Questo lo slogan scelto dal Comitato ‘Società civile per il NO al referendum’ che si è costituito a Pescia, e che nelle prossime settimane si impegnerà nella campagna referendaria relativa ai temi della giustizia.
Il Comitato nasce su iniziativa di Sezione ANPI ‘Aldo Sforzini’ di Pescia, Circolo ARCI Agorà di Pietrabuona, CGIL di Pescia, Partito della Rifondazione Comunista circolo di Pescia, Partito Democratico Unione Comunale di Pescia, Sinistra Civica Ecologista di Pescia, Movimento 5 Stelle della Valdinievole e Circolo ‘Margherita Hack’ di Sinistra Italiana di Pescia.

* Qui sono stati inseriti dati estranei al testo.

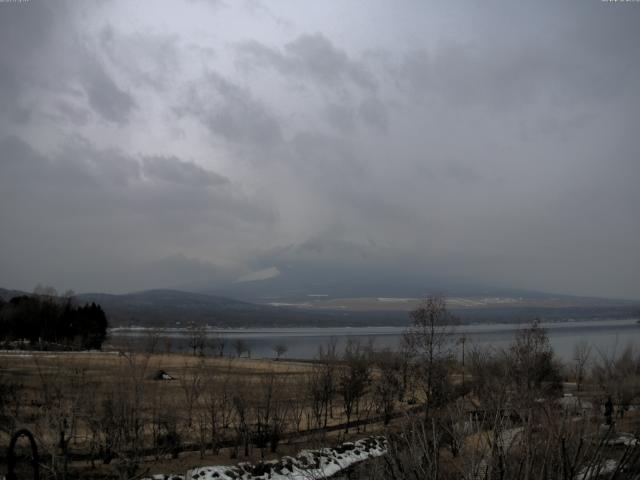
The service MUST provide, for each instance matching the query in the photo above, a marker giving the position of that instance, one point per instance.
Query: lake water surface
(605, 336)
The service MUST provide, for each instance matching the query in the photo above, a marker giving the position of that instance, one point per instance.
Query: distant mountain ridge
(176, 308)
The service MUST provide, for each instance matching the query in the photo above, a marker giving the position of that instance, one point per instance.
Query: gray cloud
(172, 169)
(229, 111)
(313, 57)
(442, 141)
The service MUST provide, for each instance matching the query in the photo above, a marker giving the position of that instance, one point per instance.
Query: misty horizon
(201, 145)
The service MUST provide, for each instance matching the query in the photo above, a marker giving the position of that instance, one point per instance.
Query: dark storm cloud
(230, 111)
(493, 142)
(101, 207)
(104, 95)
(312, 57)
(172, 169)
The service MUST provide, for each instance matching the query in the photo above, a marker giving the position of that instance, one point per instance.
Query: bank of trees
(504, 422)
(49, 320)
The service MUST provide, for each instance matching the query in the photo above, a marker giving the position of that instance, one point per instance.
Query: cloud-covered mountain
(430, 145)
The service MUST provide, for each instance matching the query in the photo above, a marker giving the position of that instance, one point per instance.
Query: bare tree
(197, 338)
(581, 354)
(354, 376)
(428, 340)
(387, 383)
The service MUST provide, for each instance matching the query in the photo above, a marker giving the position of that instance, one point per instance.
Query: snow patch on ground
(316, 464)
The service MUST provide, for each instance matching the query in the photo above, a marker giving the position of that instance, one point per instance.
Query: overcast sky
(165, 143)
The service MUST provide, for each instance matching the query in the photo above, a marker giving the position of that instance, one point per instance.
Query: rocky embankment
(323, 463)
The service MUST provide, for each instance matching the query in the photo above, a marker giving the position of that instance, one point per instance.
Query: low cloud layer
(192, 144)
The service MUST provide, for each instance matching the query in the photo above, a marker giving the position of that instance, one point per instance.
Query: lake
(605, 336)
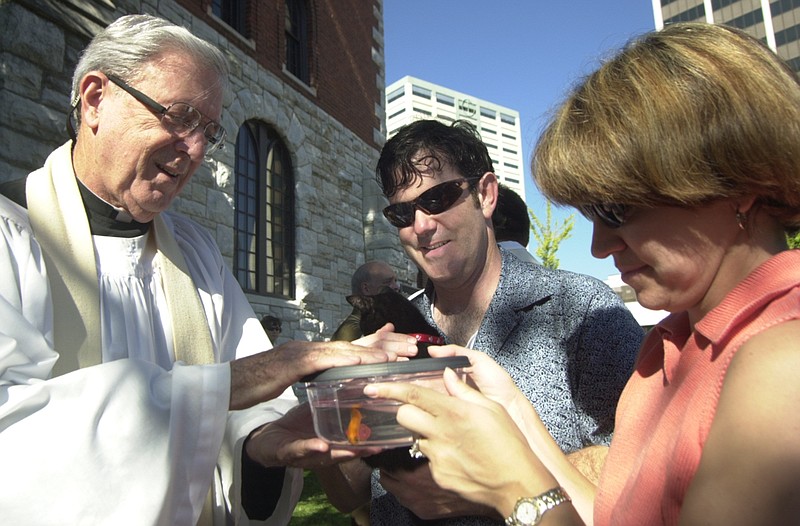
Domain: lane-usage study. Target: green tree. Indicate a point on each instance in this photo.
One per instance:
(549, 236)
(794, 241)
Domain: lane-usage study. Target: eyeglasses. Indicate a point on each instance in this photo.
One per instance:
(611, 215)
(432, 201)
(180, 118)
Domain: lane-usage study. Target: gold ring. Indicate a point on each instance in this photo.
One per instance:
(414, 450)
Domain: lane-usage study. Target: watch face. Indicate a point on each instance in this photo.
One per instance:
(527, 513)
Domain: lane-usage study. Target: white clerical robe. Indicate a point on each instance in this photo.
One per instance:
(138, 438)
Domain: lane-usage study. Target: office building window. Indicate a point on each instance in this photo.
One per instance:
(396, 94)
(447, 100)
(264, 212)
(697, 13)
(781, 6)
(790, 34)
(508, 119)
(232, 12)
(297, 39)
(421, 92)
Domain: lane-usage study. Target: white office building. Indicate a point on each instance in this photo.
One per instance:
(776, 22)
(410, 99)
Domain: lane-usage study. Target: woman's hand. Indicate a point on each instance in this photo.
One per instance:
(491, 380)
(474, 447)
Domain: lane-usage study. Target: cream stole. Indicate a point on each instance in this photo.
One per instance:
(59, 221)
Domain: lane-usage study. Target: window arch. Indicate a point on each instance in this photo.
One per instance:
(264, 221)
(297, 26)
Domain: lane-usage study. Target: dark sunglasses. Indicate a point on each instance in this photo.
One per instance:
(432, 201)
(611, 215)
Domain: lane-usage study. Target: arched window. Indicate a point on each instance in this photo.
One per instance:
(264, 223)
(232, 12)
(297, 44)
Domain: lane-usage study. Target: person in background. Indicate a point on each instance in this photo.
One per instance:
(367, 280)
(694, 205)
(272, 326)
(567, 339)
(136, 384)
(512, 224)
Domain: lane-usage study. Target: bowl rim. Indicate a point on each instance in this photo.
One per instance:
(421, 365)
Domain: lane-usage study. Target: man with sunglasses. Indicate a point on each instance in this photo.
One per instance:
(566, 339)
(133, 389)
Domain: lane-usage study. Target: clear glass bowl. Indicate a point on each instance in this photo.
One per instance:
(346, 418)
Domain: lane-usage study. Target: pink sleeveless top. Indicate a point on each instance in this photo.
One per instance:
(666, 410)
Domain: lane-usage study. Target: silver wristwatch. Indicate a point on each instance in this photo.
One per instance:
(529, 510)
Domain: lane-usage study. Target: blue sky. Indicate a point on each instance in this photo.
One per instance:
(522, 54)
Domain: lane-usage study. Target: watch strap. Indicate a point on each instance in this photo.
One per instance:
(543, 503)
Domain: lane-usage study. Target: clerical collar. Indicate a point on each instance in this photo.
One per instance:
(106, 220)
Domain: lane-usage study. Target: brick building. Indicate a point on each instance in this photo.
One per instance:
(291, 199)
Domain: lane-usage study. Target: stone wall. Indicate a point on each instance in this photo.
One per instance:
(338, 220)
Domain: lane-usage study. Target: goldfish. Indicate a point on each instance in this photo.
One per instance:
(356, 431)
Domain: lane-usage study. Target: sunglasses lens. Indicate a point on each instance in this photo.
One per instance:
(433, 201)
(439, 198)
(400, 215)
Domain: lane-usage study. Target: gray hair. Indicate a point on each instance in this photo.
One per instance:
(132, 41)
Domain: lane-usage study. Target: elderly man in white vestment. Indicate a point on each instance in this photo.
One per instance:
(132, 369)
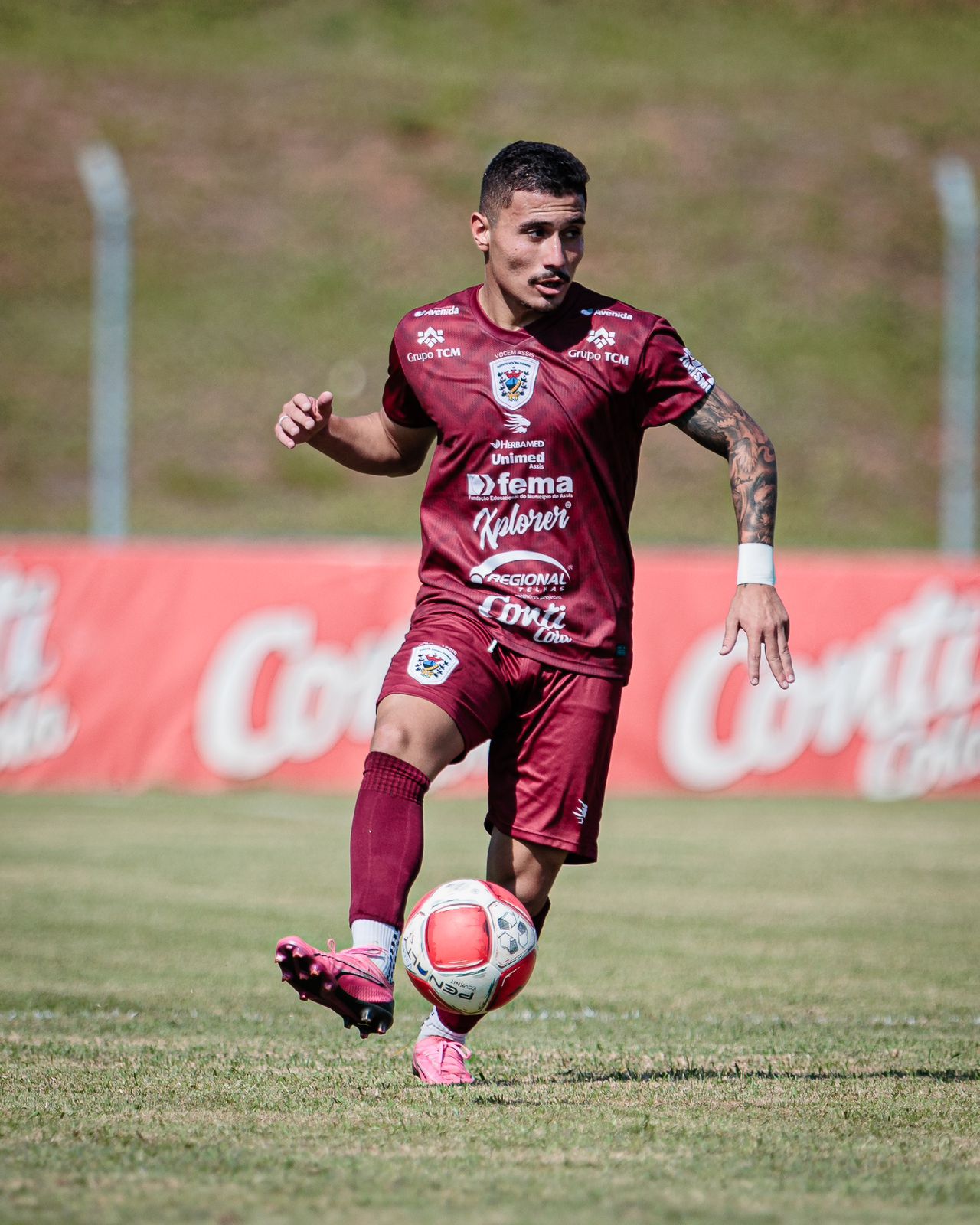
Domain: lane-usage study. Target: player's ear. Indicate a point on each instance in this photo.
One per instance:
(481, 226)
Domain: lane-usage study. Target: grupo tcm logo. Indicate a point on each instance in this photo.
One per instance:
(906, 691)
(36, 720)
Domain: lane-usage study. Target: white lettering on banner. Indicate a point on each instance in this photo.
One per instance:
(36, 723)
(550, 622)
(490, 524)
(910, 688)
(320, 692)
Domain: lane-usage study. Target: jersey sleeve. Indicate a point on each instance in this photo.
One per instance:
(400, 401)
(669, 379)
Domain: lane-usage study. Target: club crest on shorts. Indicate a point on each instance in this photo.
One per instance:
(512, 380)
(432, 665)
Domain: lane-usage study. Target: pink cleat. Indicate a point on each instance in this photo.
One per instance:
(441, 1061)
(349, 983)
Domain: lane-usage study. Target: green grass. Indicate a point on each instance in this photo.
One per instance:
(753, 1011)
(303, 175)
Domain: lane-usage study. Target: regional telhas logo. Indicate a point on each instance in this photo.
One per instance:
(600, 337)
(430, 665)
(512, 379)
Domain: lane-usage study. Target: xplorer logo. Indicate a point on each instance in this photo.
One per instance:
(504, 484)
(537, 571)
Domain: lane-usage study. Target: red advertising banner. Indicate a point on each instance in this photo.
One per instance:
(207, 667)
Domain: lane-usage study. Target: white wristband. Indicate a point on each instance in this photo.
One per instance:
(756, 564)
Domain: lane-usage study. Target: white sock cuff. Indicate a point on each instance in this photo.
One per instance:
(434, 1028)
(371, 933)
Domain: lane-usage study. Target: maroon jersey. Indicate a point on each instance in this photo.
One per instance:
(524, 518)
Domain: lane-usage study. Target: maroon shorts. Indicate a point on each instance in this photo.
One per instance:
(550, 730)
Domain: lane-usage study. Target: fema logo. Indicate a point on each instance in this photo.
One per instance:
(432, 665)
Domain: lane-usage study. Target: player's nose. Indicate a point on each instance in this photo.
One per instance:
(557, 256)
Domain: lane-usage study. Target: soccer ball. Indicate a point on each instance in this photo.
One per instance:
(469, 946)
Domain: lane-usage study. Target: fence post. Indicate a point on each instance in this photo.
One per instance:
(955, 185)
(104, 181)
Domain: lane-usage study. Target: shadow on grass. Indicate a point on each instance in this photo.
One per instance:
(573, 1076)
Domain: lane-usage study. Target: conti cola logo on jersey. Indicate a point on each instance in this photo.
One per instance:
(512, 377)
(524, 570)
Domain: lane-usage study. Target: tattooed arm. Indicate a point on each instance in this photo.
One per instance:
(723, 426)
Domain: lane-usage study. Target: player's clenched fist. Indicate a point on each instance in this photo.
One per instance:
(303, 416)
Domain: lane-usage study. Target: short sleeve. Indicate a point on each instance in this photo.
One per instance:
(400, 401)
(669, 379)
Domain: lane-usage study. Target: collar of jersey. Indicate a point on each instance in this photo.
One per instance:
(521, 334)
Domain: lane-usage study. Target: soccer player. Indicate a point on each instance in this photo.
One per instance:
(537, 394)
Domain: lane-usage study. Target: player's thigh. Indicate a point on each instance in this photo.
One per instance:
(549, 763)
(444, 692)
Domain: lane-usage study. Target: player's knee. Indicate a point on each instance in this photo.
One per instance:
(392, 737)
(536, 875)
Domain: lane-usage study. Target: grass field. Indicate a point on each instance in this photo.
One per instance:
(747, 1012)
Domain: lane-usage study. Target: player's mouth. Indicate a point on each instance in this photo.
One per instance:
(551, 286)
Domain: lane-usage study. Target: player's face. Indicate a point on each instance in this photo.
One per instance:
(533, 250)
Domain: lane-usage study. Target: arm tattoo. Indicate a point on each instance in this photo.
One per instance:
(723, 426)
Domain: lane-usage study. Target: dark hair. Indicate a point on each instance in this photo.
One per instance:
(530, 165)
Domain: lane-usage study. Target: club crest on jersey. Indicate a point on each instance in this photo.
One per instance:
(512, 379)
(432, 665)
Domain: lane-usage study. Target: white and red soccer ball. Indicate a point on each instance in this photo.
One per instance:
(469, 946)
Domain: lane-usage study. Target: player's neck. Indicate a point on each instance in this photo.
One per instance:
(504, 310)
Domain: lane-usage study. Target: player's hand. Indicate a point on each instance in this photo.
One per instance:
(757, 609)
(303, 418)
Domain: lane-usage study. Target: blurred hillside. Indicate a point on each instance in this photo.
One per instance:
(304, 172)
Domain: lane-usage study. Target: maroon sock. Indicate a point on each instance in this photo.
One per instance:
(386, 839)
(463, 1024)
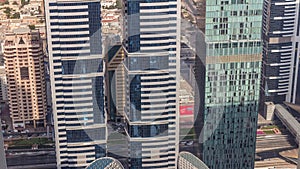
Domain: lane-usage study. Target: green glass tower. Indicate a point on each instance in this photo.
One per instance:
(228, 77)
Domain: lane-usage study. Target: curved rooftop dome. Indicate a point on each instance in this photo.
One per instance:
(105, 163)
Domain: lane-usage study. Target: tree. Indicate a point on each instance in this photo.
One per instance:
(31, 27)
(16, 15)
(118, 4)
(7, 12)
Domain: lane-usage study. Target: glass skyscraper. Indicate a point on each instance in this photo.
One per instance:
(280, 35)
(228, 69)
(151, 39)
(76, 72)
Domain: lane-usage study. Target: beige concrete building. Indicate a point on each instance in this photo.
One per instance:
(23, 53)
(3, 85)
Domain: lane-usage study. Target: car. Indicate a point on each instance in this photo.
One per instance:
(189, 143)
(183, 142)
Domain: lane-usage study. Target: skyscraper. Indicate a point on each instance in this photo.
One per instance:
(2, 153)
(76, 74)
(24, 64)
(151, 39)
(280, 35)
(228, 69)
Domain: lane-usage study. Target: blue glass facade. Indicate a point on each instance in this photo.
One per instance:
(228, 79)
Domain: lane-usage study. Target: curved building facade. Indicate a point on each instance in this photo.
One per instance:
(151, 39)
(105, 163)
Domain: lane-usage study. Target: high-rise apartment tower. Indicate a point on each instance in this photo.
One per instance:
(152, 42)
(77, 81)
(228, 66)
(24, 64)
(280, 33)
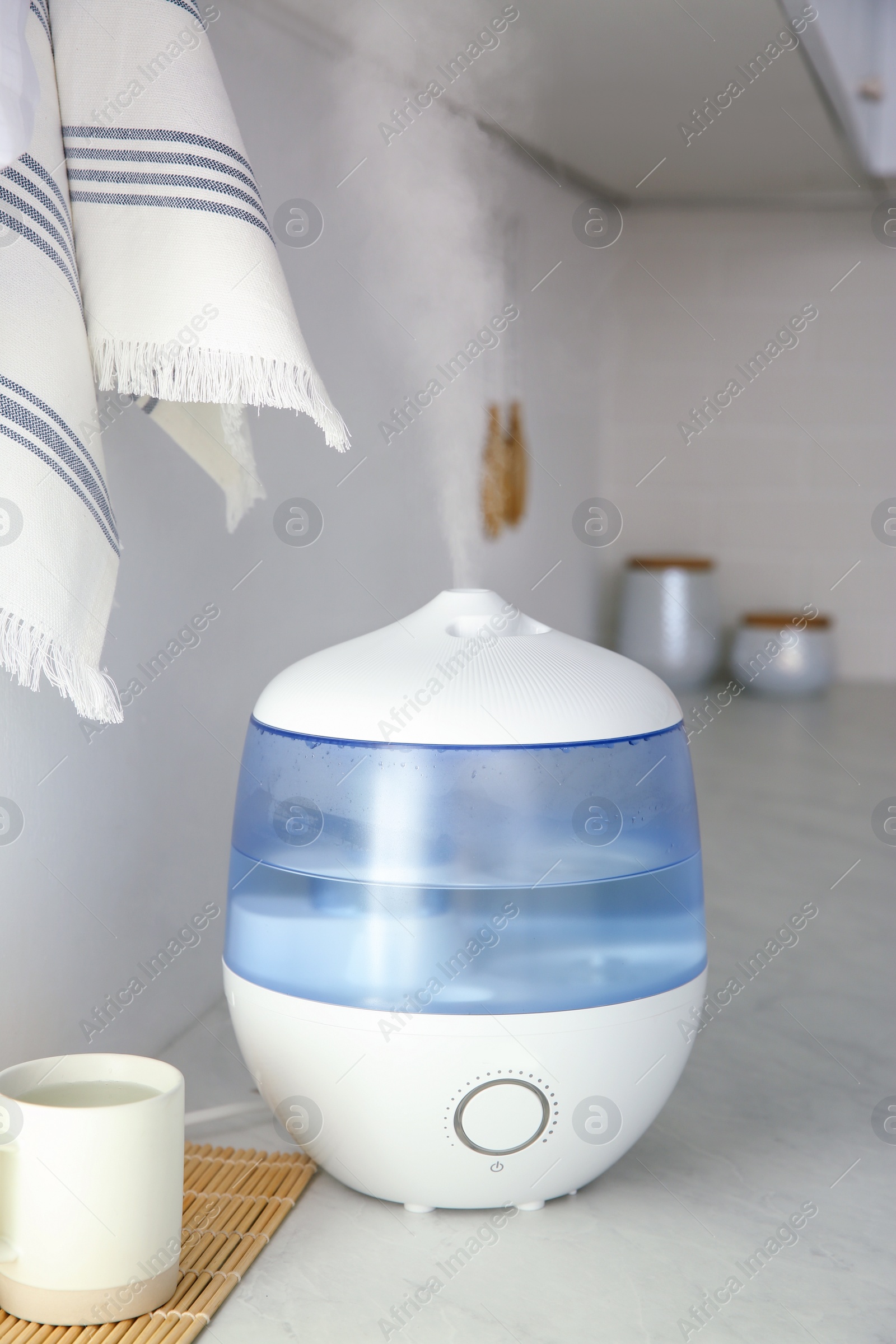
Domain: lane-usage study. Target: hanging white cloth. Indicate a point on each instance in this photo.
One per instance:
(135, 250)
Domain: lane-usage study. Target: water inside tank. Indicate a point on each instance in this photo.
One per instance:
(466, 879)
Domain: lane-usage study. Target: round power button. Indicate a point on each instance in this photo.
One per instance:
(501, 1117)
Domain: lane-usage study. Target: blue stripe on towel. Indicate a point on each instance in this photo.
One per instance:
(45, 24)
(162, 179)
(59, 469)
(39, 171)
(48, 410)
(26, 185)
(189, 7)
(25, 207)
(159, 156)
(41, 428)
(217, 207)
(182, 138)
(21, 227)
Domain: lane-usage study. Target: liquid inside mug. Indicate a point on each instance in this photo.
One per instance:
(92, 1179)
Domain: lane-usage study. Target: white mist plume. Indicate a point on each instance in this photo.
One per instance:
(433, 253)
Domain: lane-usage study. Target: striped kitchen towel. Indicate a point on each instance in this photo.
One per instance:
(135, 253)
(58, 538)
(169, 220)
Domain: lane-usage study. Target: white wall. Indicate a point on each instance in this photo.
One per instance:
(786, 510)
(129, 834)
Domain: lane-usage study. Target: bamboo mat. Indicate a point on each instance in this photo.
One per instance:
(234, 1202)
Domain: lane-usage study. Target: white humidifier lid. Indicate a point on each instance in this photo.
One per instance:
(468, 670)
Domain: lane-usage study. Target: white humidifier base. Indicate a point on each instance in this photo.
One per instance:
(437, 1110)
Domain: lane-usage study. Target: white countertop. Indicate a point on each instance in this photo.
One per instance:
(774, 1109)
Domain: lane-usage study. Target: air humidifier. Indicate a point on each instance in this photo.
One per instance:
(465, 932)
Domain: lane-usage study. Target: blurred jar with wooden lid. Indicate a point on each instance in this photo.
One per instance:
(783, 652)
(669, 617)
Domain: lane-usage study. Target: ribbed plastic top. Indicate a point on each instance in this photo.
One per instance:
(468, 670)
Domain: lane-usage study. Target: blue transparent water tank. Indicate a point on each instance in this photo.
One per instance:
(379, 870)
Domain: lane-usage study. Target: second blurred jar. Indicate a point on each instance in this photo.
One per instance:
(669, 617)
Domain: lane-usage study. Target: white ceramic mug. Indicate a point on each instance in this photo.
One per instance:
(669, 619)
(92, 1179)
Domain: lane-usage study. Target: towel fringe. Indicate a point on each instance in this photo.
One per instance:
(240, 495)
(198, 374)
(27, 651)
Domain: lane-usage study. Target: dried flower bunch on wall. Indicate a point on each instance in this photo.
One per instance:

Il Comitato è coordinato da Sergio Tintori, presidente della Sezione ANPI di Pescia, ed è aperto a tutte le realtà e le personalità della società civile, nonché ai singoli cittadini e alle associazioni che vogliono partecipare e dare il proprio contributi per il NO al referendum.
Per aderire, è possibile scrivere a comitatonoreferendumpescia@gmail.com.
“L’obiettivo è quello di organizzare, coordinare e sostenere tutte le iniziative di sostegno al NO al referendum, allo scopo di informare correttamente i cittadini sui contenuti della legge Nordio, nella convinzione che non è una vera riforma della Giustizia, che non migliora il servizio ai cittadini, non riduce i tempi dei processi”.
“Al contrario, la legge Nordio, con Autonomia differenziata e Premierato, è parte di un disegno più ampio di profondo e radicale cambiamento della nostra Repubblica democratica. Il risultato è una Giustizia dura con i deboli e indulgente con i potenti. L’autonomia della magistratura non è un privilegio, ma una garanzia di uguaglianza per tutti”.